The selling feature of the Command Bar is the inclusion of Alexa. Don't let the Echo Dot design confuse you, however, because this is not a full-fledged Echo device. It's missing certain features like multi-room audio, alternative trigger phrases, voice calling, and broadcasting, but Polk assures me that these will be added "as soon as they're available."
Other Alexa features work fine, including Spotify (Premium) integration. You also have the added bonus of being able to tell your soundbar to switch inputs, change the volume, or start up content if you have a Fire TV.
Setup is done through the very spartan Polk Connect app. It's a smooth and painless process overall, and the app itself handles and checks for firmware updates. There really isn't much else to it.
During the course of my review, I was more frustrated with Alexa than pleased. I find her to be less helpful than Google Assistant, but this really isn't the place for that. On the Command Bar, Alexa was more annoying than ever, constantly activating when it heard words that couldn't possibly be misconstrued, whether during conversation or from something on the TV.
Me to Polk Command Bar (with Alexa): "Alexa, tell me about the weather right now."
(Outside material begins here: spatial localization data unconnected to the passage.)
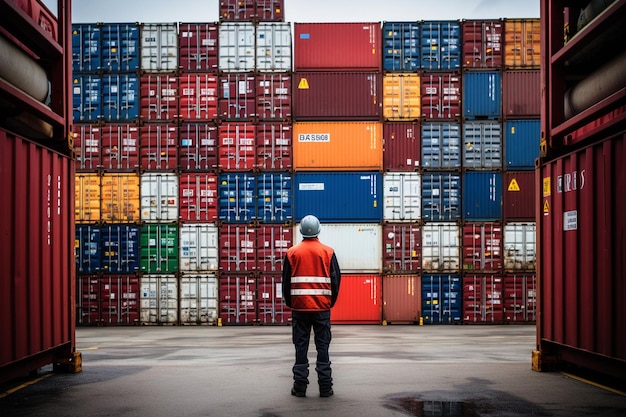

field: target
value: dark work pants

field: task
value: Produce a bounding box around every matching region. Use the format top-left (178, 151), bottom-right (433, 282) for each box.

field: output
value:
top-left (291, 310), bottom-right (333, 389)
Command Bar: "As a noun, 'market' is defined as..."
Yes, that's exactly what I said.
— Jordan Palmer (@jccpalmer) August 29, 2018
While that's annoying on my Echo Dot, it's worse on the Command Bar since it muffles the TV volume so that it can hear you. And when I did want to activate Alexa, I had more errors than successes. She ended up not getting used at all, making the random wakes all the more irritating.
At a $299 MSRP (though I saw it dip to $249 over the course of this review), the Polk Command Bar is not quite what I'd expect. You're paying for Alexa in a $199-$249 level soundbar, so if you're more interested in audio quality, the Command Bar isn't the best option. Obviously, Polk is banking on people purchasing one to get the Echo Dot features.
My general thought, however, is that you'd be better off getting something else in the $299-$349 range and picking up an Echo Dot when there's a good deal on them. However, since the Command Bar has gone on sale for $249 (and likely will again), that's a hard deal to pass up. In my view, you're basically getting an Echo Dot (sans some stuff) for free at that point, but I digress.
In the end, I have a difficult time firmly answering the "Should you buy it" question for the Command Bar. It's a fine product and certainly not a bad purchase, but you have to decide whether it's worth it to you. If you want to add an Alexa device to your living room that also doubles as an improvement over your TV's speakers, then by all means. But if you're just looking to improve your listening experience while watching something on Netflix, and Alexa means nothing to you, then look at other soundbar options in this price range.
If you're okay with something smaller, then you might want to check out Polk's MagniFi Mini, which Rita quite enjoyed. It lacks a voice assistant, but it supports Chromecast and it can be paired with a Google Home. It's also $299, but it has dropped below $200 before.